Entretanto, essa dicotomia restou ultrapassada, sendo que inúmeros
institutos tradicionalmente concebidos como de Direito Privado, passaram a
sofrer um processo de publicação.
Nas palavras de Marcos de Campos Ludwig (2002, p. 99) “não podemos mais
conceber o direito privado como um feudo, dentro do qual reina a vontade
absoluta de seu senhor”. E prossegue: “Tampouco logra persistir a imagem do
direito privado como ramo jurídico formado apenas por normas dispositivas
em oposição ao direito público, reino das normas cogentes, ou de ordem
pública”.
É o que aconteceu, por exemplo, como direito de propriedade, que na
atualidade deve exercer uma função social.

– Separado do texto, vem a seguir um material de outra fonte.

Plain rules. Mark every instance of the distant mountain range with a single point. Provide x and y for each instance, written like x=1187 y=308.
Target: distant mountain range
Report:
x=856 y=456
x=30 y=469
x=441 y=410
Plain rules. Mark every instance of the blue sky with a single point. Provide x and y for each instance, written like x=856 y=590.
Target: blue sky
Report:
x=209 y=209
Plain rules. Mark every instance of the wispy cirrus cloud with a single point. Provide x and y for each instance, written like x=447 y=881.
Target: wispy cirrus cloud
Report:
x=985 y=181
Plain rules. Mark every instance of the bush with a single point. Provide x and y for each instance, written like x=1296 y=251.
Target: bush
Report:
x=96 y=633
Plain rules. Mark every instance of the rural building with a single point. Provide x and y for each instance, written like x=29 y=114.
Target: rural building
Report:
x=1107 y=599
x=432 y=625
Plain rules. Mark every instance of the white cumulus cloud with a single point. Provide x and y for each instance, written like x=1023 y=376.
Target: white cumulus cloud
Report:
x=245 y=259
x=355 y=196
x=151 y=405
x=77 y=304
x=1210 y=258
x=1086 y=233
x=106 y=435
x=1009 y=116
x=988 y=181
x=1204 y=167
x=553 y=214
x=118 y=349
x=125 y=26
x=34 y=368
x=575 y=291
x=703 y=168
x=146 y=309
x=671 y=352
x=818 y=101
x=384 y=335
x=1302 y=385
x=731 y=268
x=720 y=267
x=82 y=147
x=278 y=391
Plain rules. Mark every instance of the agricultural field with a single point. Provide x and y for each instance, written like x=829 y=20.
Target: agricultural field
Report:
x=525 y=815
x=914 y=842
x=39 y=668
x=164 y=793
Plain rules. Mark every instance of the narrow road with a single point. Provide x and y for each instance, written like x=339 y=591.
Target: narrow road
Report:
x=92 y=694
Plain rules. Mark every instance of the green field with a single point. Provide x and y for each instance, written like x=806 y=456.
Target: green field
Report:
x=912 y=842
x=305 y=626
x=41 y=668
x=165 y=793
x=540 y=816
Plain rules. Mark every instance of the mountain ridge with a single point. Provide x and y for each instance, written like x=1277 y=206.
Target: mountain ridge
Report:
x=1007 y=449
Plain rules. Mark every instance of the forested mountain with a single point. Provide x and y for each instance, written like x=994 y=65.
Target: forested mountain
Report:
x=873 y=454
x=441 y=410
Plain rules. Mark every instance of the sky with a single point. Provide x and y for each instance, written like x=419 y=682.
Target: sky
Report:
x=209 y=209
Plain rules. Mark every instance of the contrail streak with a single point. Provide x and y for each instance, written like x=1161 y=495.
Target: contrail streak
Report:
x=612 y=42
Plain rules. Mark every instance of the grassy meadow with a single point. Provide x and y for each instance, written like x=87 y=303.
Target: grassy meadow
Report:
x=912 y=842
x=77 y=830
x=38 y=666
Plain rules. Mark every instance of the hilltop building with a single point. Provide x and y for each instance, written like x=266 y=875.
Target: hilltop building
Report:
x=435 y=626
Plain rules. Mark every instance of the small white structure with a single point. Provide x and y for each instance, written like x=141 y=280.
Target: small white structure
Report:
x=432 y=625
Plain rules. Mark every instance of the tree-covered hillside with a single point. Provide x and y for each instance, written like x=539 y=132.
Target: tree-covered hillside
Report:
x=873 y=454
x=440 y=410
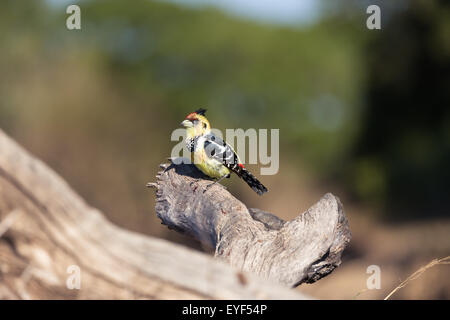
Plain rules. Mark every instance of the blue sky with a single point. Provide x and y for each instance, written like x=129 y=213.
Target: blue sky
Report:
x=274 y=11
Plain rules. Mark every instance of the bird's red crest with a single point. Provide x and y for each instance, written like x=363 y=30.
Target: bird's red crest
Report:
x=191 y=116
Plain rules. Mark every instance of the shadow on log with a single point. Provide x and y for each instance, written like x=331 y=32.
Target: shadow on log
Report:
x=47 y=233
x=304 y=249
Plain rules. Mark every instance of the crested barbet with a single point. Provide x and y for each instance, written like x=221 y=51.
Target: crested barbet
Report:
x=213 y=156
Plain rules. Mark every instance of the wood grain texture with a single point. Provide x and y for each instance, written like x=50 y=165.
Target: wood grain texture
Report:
x=290 y=252
x=45 y=227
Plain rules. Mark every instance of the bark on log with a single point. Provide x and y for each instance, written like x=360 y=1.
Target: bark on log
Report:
x=45 y=227
x=302 y=250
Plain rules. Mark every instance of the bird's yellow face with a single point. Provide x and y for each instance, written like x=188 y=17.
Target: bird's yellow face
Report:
x=196 y=124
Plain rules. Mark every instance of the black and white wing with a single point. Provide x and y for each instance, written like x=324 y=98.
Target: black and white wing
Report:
x=219 y=150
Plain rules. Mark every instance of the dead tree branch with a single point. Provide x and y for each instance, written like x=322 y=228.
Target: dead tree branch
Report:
x=57 y=229
x=302 y=250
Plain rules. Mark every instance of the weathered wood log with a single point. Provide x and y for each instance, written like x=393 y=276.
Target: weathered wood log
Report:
x=294 y=252
x=45 y=227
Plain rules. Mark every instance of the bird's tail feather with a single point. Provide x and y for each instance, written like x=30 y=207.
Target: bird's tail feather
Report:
x=251 y=180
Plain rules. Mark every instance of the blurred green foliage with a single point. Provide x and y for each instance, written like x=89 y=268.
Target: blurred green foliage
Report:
x=365 y=110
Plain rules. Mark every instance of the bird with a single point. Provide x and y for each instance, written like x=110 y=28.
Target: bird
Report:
x=212 y=155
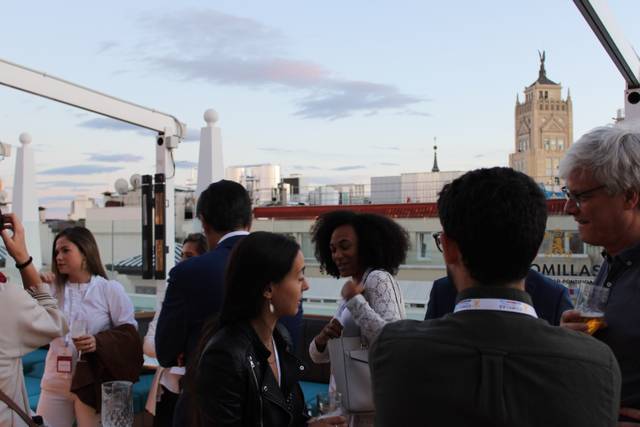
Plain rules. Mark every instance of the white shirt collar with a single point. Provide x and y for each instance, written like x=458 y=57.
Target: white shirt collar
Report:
x=233 y=234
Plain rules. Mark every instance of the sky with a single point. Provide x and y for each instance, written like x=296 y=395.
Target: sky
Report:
x=337 y=91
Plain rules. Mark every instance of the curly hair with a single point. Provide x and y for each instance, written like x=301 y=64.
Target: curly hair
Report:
x=382 y=242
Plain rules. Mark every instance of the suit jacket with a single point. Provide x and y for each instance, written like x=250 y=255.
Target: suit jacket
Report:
x=550 y=299
x=195 y=291
x=493 y=368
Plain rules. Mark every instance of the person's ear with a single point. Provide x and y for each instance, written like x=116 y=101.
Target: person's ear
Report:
x=268 y=292
x=450 y=250
x=205 y=227
x=631 y=199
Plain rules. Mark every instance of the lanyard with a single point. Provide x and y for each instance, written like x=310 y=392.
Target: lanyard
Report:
x=496 y=304
x=74 y=316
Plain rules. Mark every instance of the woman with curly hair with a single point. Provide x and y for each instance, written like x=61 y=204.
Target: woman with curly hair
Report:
x=367 y=249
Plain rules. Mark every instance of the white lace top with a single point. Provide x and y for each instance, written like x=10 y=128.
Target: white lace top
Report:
x=379 y=304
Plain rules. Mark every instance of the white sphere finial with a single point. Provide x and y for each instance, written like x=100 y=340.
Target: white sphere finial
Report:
x=25 y=138
x=211 y=116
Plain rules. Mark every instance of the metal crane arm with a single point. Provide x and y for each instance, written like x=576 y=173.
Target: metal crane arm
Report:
x=56 y=89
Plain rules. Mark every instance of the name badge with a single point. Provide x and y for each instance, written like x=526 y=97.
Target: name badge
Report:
x=63 y=364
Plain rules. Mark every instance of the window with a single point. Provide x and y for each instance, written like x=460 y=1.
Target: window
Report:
x=548 y=166
x=423 y=243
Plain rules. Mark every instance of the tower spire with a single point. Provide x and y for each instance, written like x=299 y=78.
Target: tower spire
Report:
x=542 y=74
x=435 y=157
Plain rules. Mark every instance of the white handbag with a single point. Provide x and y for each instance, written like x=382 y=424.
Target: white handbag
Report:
x=350 y=370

Da mesma forma, as relações negociais receberam tamanha influência de
disposições constitucionais garantidoras de direitos fundamentais que é possível
falar-se em uma “constitucionalização no direito privado”.
E é justamente sobre a influência da Constituição nos negócios jurídicos,
mas especificamente com o advento do Código Civil de 2002, que se passa a
discorrer.
2 MODIFICAÇÕES IDEOLÓGICAS FUNDAMENTADORAS DA LIMITAÇãO
DA LIBERDADE DE CONTRATAR
Uma modificação trazida pelo Código Civil/2003 à liberdade de contratar
está em impor o seu exercício “em razão e nos limites da função social do
contrato”.
Não obstante tenha sido inserida expressamente no nosso ordenamento
jurídico apenas com o advento do Código Civil/2002, não se quer afirmar que
a exigência de que o contrato tivesse uma função social já não estivesse inserida
no nosso ordenamento jurídico antes mesmo da entrada em vigor deste codex.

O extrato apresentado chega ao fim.